Well, I did say that exchange rate policy was going to be a major theme this year. As well as the ongoing crisis in the euro area, we have had a resumption of the contentious debate over the future of China's exchange rate.

The latter has now flared up again. China's move earlier this year to allow the RMB to appreciate has delivered change so modest that it has failed to placate an increasingly impatient Washington. The game of currency Kabuki – seen recently in the quite blatant timing of currency moves to try to head-off US political pressures – is reaching its limits. President Obama has now made very public his views on the need for a stronger RMB, and on Wednesday, the US House of Representatives voted to give the Obama Administration expanded authority to levy tariffs on nearly all Chinese imports to the US. For its part, Beijing continues to deny that the RMB is the problem (more on that in a follow-up post).

If Brazil's Guido Mantega is right, and we are now in the middle of a series of competitive devaluations, what does that mean for the world economy? The pessimistic view is that we would be in danger of re-running the destabilising, beggar-thy-neighbour policies of the 1930s. A more optimistic take is that competitive devaluations deliver a form of uncoordinated monetary easing that can support activity in the depressed developed world. That may right, but as the US-China spat highlights, any benefits would have to be set against the risk of triggering a major rise in protectionism and, as a result, a deterioration in the health of the US-China relationship more generally.
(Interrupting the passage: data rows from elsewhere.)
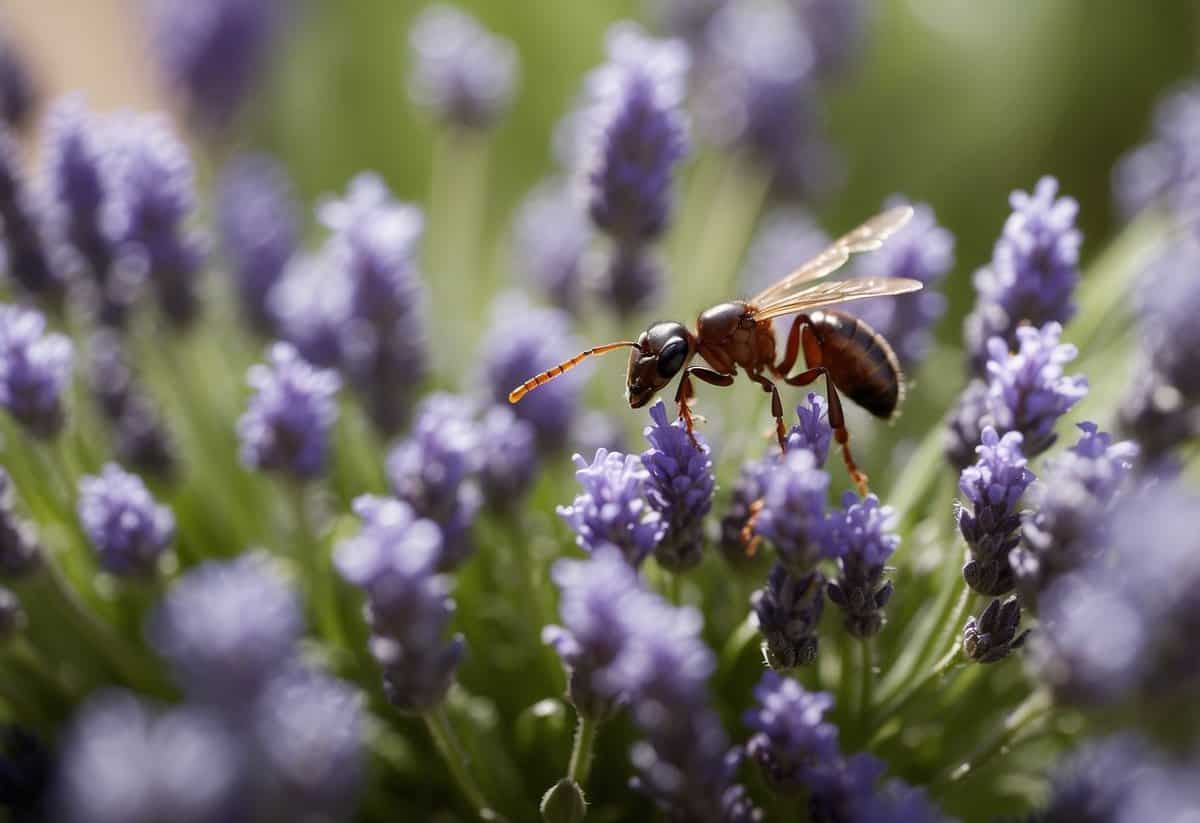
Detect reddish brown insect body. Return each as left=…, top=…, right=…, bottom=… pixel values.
left=509, top=206, right=922, bottom=495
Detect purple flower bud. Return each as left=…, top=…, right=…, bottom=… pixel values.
left=558, top=449, right=666, bottom=569
left=750, top=563, right=824, bottom=671
left=238, top=343, right=341, bottom=480
left=104, top=114, right=206, bottom=326
left=388, top=394, right=482, bottom=571
left=77, top=463, right=175, bottom=576
left=755, top=449, right=829, bottom=579
left=0, top=122, right=66, bottom=306
left=216, top=155, right=300, bottom=335
left=148, top=0, right=287, bottom=128
left=149, top=553, right=304, bottom=707
left=512, top=180, right=592, bottom=313
left=823, top=492, right=900, bottom=637
left=854, top=200, right=954, bottom=367
left=334, top=495, right=463, bottom=711
left=988, top=323, right=1087, bottom=457
left=408, top=4, right=520, bottom=130
left=955, top=426, right=1033, bottom=597
left=744, top=671, right=839, bottom=794
left=964, top=176, right=1082, bottom=376
left=479, top=406, right=539, bottom=511
left=55, top=691, right=241, bottom=823
left=642, top=401, right=716, bottom=572
left=0, top=305, right=73, bottom=438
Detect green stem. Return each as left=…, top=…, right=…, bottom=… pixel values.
left=421, top=705, right=496, bottom=821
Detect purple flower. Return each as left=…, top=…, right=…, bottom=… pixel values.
left=744, top=671, right=839, bottom=794
left=408, top=4, right=520, bottom=130
left=77, top=463, right=175, bottom=576
left=216, top=155, right=300, bottom=335
left=238, top=343, right=341, bottom=480
left=1012, top=422, right=1138, bottom=603
left=103, top=114, right=206, bottom=326
left=0, top=122, right=66, bottom=306
left=512, top=180, right=592, bottom=313
left=755, top=449, right=829, bottom=579
left=55, top=691, right=241, bottom=823
left=854, top=200, right=954, bottom=367
left=955, top=426, right=1033, bottom=596
left=988, top=323, right=1087, bottom=457
left=479, top=294, right=587, bottom=451
left=642, top=401, right=716, bottom=572
left=334, top=495, right=463, bottom=711
left=479, top=406, right=538, bottom=511
left=0, top=305, right=73, bottom=438
left=750, top=563, right=826, bottom=671
left=388, top=394, right=482, bottom=571
left=964, top=176, right=1082, bottom=376
left=558, top=449, right=666, bottom=569
left=823, top=492, right=900, bottom=637
left=148, top=0, right=287, bottom=128
left=542, top=546, right=647, bottom=719
left=149, top=553, right=304, bottom=707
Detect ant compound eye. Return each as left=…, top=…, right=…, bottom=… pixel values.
left=658, top=337, right=688, bottom=378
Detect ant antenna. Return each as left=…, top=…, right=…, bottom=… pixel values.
left=509, top=340, right=641, bottom=403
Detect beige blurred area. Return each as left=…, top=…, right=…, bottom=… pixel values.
left=0, top=0, right=161, bottom=116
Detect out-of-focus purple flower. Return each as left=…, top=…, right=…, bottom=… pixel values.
left=0, top=468, right=43, bottom=579
left=823, top=492, right=900, bottom=637
left=103, top=114, right=208, bottom=326
left=388, top=394, right=484, bottom=571
left=55, top=691, right=241, bottom=823
left=77, top=463, right=175, bottom=576
left=334, top=495, right=463, bottom=711
left=479, top=406, right=538, bottom=511
left=0, top=122, right=66, bottom=306
left=238, top=343, right=341, bottom=480
left=408, top=4, right=521, bottom=130
left=253, top=667, right=364, bottom=821
left=750, top=563, right=826, bottom=671
left=1012, top=422, right=1138, bottom=605
left=542, top=546, right=654, bottom=720
left=964, top=176, right=1082, bottom=376
left=988, top=323, right=1087, bottom=457
left=512, top=180, right=592, bottom=313
left=854, top=200, right=954, bottom=367
left=0, top=305, right=73, bottom=438
left=149, top=553, right=304, bottom=707
left=962, top=596, right=1028, bottom=663
left=480, top=294, right=587, bottom=451
left=744, top=672, right=839, bottom=794
left=216, top=155, right=300, bottom=335
left=955, top=426, right=1033, bottom=597
left=642, top=401, right=716, bottom=572
left=558, top=449, right=666, bottom=567
left=148, top=0, right=287, bottom=128
left=755, top=449, right=829, bottom=579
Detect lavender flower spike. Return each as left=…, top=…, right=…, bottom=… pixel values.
left=78, top=463, right=175, bottom=576
left=965, top=178, right=1082, bottom=374
left=0, top=305, right=73, bottom=438
left=334, top=495, right=463, bottom=711
left=558, top=449, right=666, bottom=569
left=238, top=343, right=341, bottom=480
left=955, top=426, right=1033, bottom=597
left=988, top=323, right=1087, bottom=457
left=824, top=492, right=900, bottom=637
left=642, top=401, right=716, bottom=572
left=409, top=4, right=520, bottom=130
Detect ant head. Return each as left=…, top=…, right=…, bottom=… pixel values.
left=625, top=323, right=696, bottom=409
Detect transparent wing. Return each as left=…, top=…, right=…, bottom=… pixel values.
left=754, top=277, right=923, bottom=320
left=748, top=206, right=912, bottom=307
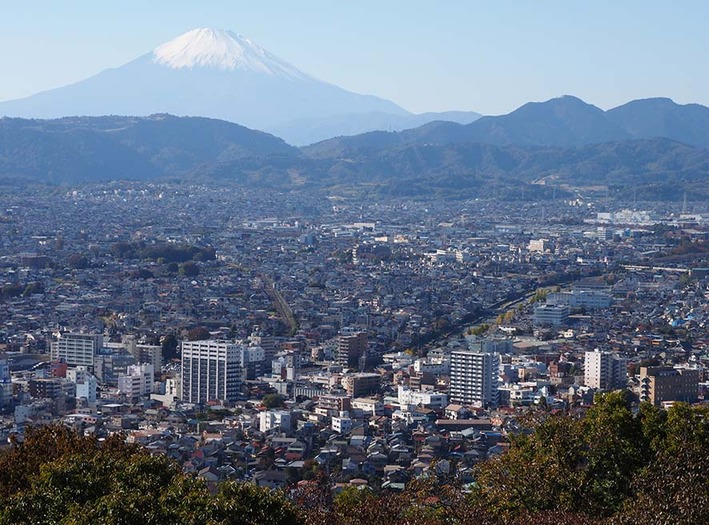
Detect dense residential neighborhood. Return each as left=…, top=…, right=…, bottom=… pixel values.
left=0, top=182, right=709, bottom=491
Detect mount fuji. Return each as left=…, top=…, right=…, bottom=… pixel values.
left=0, top=28, right=479, bottom=144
It follows that dealing with the world's exchange rate problems should be high on the agenda at the upcoming G-20 meeting in November in Korea. But finding a compromise is not going to be easy. 

Several commentators have noted that we recently passed the 25th anniversary of the Plaza Accord, and expressed a hope that the G20 could yet deliver something similar. Unfortunately, Plaza is not a particularly helpful example. For a start, there is plenty of disagreement over whether it actually worked in the way its supporters claim. Then there is the fairly common (albeit disputed) view that Plaza was bad news for Japan's economy, and that China should not repeat Tokyo's mistakes. And finally, there is a big difference between the G5 (as it was when Plaza was signed) and the G20: the former is a club of relatively like-minded rich countries, while the latter is much more diverse in terms of membership and interests.

International economic cooperation and policy coordination was problematic enough at the time of the Plaza Accord; it looks even harder now.